Es handelt sich um folgendes : http://www.tutorials.de/forum/photo...20-schnoerkel-shapes-erstellen-animieren.html

Mein prob ist das ich in Adobe After Effekts mit dem Masken stift nicht klar komme und bei Einstellungseffekt , wenn ich strich auswähle keine Maske habe, das ich den von mir gezeichnet strich verändern könnte. Also ich krieg sonst damit keine Animation hin.

Hoffe das ihr einem  wie mir das irgendwie erklären könnt^^


----------



## bokay (3. August 2008)

Ehrlich gesagt verstehe Ich nicht ganz was nicht klappt bei dir. Janoc beschreibt das doch wirklich sehr gut. Du wählst Generieren->Strich auf deinen Pfad an, Machst den "Strich" in den Effekteinstellungen so dick dass er den die Fläche überdeckt und wählst dann "Original anzeigen".

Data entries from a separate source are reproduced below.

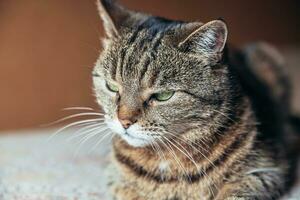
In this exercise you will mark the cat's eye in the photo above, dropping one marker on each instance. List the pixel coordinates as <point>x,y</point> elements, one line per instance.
<point>164,96</point>
<point>112,87</point>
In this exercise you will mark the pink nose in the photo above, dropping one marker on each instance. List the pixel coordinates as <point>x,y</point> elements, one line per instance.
<point>126,123</point>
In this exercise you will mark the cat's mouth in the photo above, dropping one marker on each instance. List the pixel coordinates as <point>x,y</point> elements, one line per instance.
<point>133,135</point>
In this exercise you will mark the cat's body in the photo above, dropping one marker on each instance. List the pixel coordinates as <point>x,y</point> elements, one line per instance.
<point>190,125</point>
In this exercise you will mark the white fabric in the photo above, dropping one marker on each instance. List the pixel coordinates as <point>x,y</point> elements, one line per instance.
<point>33,168</point>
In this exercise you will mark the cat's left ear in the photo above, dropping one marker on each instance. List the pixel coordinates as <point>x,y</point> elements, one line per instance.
<point>114,16</point>
<point>208,38</point>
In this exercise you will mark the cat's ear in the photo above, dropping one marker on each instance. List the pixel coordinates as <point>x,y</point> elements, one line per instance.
<point>208,38</point>
<point>113,15</point>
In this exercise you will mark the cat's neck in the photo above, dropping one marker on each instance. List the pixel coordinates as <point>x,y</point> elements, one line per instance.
<point>179,160</point>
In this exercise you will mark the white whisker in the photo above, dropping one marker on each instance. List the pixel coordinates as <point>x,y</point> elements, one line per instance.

Ok. Jetzt weiß Ich was sein könnte. Deine Datei wird als "Formebene" interpretiert werden bzw. du hast sie nicht in Flächen geändert.

Erstelle eine "Untercomposition" (Strg + "shift" + C) und wende den Effekt nochmal auf eine neu gezeichnete "Maske" an...

So sollte es funktionieren!


----------



## Akata (7. Januar 2009)

Hallo,

Sorry wenn ich das thema nochmal aufwärme aber ich habe leider das selbe Problem.

ich habs so ausprobiert wie beschrieben, aber irgendwie net hinbekommen, zwar steht nun bei pfad, wenn ich einen strich generiere maske 1 allerdings, kann ich von dem erstellten pfad mit dem werkzeug nicht verändern.

ich hab den pfad nach der erstellung von Untercomposition gezeichnet.

ich hab adobe after effects cs3, evtl fehlt mir irgendwie eine komplette voreinstellung? habe es recht neu drauf und bisher nur ein anderes video tuotorial ausprobier(3d sphere)


----------